Tensor-Empowered LSTM for Communication-Efficient and Privacy-Enhanced Cognitive Federated Learning in Intelligent Transportation Systems

Abstract

Multimedia cognitive computing as a revolutionary emerging concept of artificial intelligence emulating the reasoning process like human brains can facilitate the evolution of intelligent transportation systems (ITS) to be smarter, safer, and more efficient. Massive multimedia traffic big data is an important prerequisite for the success of cognitive computing in ITS. However, traditional data-centralized artificial intelligence approaches often face the problems of data islands and data famine due to concerns about data privacy and security. To this end, we propose the concept of cognitive federated learning leveraging federated learning as the learning paradigm for cognitive computing, which solves the preceding concerns by sharing updated models rather than raw data.

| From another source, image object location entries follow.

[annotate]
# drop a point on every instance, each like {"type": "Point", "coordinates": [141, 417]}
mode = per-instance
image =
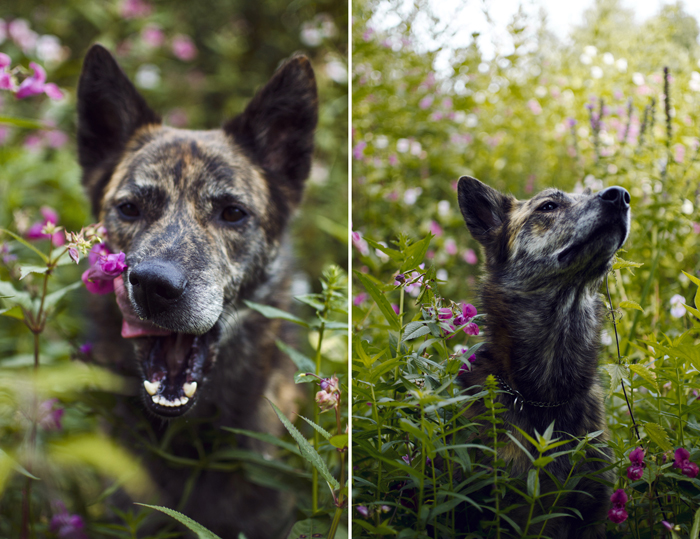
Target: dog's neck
{"type": "Point", "coordinates": [544, 343]}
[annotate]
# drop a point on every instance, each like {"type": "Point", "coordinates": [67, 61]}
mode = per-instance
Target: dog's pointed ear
{"type": "Point", "coordinates": [277, 127]}
{"type": "Point", "coordinates": [110, 110]}
{"type": "Point", "coordinates": [484, 209]}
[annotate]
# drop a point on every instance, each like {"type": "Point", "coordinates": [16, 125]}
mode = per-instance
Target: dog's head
{"type": "Point", "coordinates": [570, 238]}
{"type": "Point", "coordinates": [199, 214]}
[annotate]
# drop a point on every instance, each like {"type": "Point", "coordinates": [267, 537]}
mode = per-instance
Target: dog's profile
{"type": "Point", "coordinates": [201, 216]}
{"type": "Point", "coordinates": [545, 260]}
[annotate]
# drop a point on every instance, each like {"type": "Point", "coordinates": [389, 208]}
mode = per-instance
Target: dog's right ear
{"type": "Point", "coordinates": [110, 110]}
{"type": "Point", "coordinates": [484, 209]}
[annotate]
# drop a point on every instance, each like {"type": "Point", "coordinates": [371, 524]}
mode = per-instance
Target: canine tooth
{"type": "Point", "coordinates": [189, 389]}
{"type": "Point", "coordinates": [151, 387]}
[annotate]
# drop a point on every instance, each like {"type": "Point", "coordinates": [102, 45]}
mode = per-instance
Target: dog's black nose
{"type": "Point", "coordinates": [616, 195]}
{"type": "Point", "coordinates": [156, 285]}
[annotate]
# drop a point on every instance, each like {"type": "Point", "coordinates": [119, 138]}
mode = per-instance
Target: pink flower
{"type": "Point", "coordinates": [152, 35]}
{"type": "Point", "coordinates": [35, 232]}
{"type": "Point", "coordinates": [183, 48]}
{"type": "Point", "coordinates": [35, 84]}
{"type": "Point", "coordinates": [135, 9]}
{"type": "Point", "coordinates": [617, 515]}
{"type": "Point", "coordinates": [104, 268]}
{"type": "Point", "coordinates": [470, 257]}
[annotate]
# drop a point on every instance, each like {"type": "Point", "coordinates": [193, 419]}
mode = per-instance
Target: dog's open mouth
{"type": "Point", "coordinates": [173, 364]}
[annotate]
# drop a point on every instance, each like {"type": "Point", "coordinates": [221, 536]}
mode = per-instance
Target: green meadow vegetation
{"type": "Point", "coordinates": [618, 103]}
{"type": "Point", "coordinates": [197, 64]}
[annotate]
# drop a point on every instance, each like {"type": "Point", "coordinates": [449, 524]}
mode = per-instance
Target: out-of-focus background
{"type": "Point", "coordinates": [197, 64]}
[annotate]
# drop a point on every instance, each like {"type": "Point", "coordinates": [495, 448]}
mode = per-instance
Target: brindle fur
{"type": "Point", "coordinates": [182, 180]}
{"type": "Point", "coordinates": [544, 268]}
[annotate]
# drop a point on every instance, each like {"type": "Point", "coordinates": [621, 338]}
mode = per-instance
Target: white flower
{"type": "Point", "coordinates": [677, 309]}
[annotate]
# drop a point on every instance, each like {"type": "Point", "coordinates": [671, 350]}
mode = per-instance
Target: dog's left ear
{"type": "Point", "coordinates": [277, 126]}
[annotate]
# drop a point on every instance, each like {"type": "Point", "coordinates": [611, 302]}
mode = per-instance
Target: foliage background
{"type": "Point", "coordinates": [525, 119]}
{"type": "Point", "coordinates": [231, 48]}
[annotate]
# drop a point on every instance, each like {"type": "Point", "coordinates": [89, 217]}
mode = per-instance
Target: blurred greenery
{"type": "Point", "coordinates": [197, 64]}
{"type": "Point", "coordinates": [589, 111]}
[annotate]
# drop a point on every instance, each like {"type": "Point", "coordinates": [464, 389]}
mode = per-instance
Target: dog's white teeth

Nevertheless, the exchange of numerous model parameters not only generates significant communication overhead but also suffers from the risk of privacy leakage due to inference attacks. This article aims to design a novel lightweight and privacy-enhanced cognitive federated learning architecture to facilitate the development of ITS. First, a privacy-enhanced model protection scheme with homomorphic encryption as the underlying technology is proposed to simultaneously defend against the inference attacks launched by external malicious attackers, honest-but-curious cognitive platforms, and internal participants. Furthermore, a novel tensor ring-block decomposition and its corresponding deep computation model converting the weight tensor into a set of matrices and third-order core tensors are proposed, which could reduce the communication overhead and storage requirements without compromising model performance. Experimental results on real-world datasets show that the proposed approach performs well.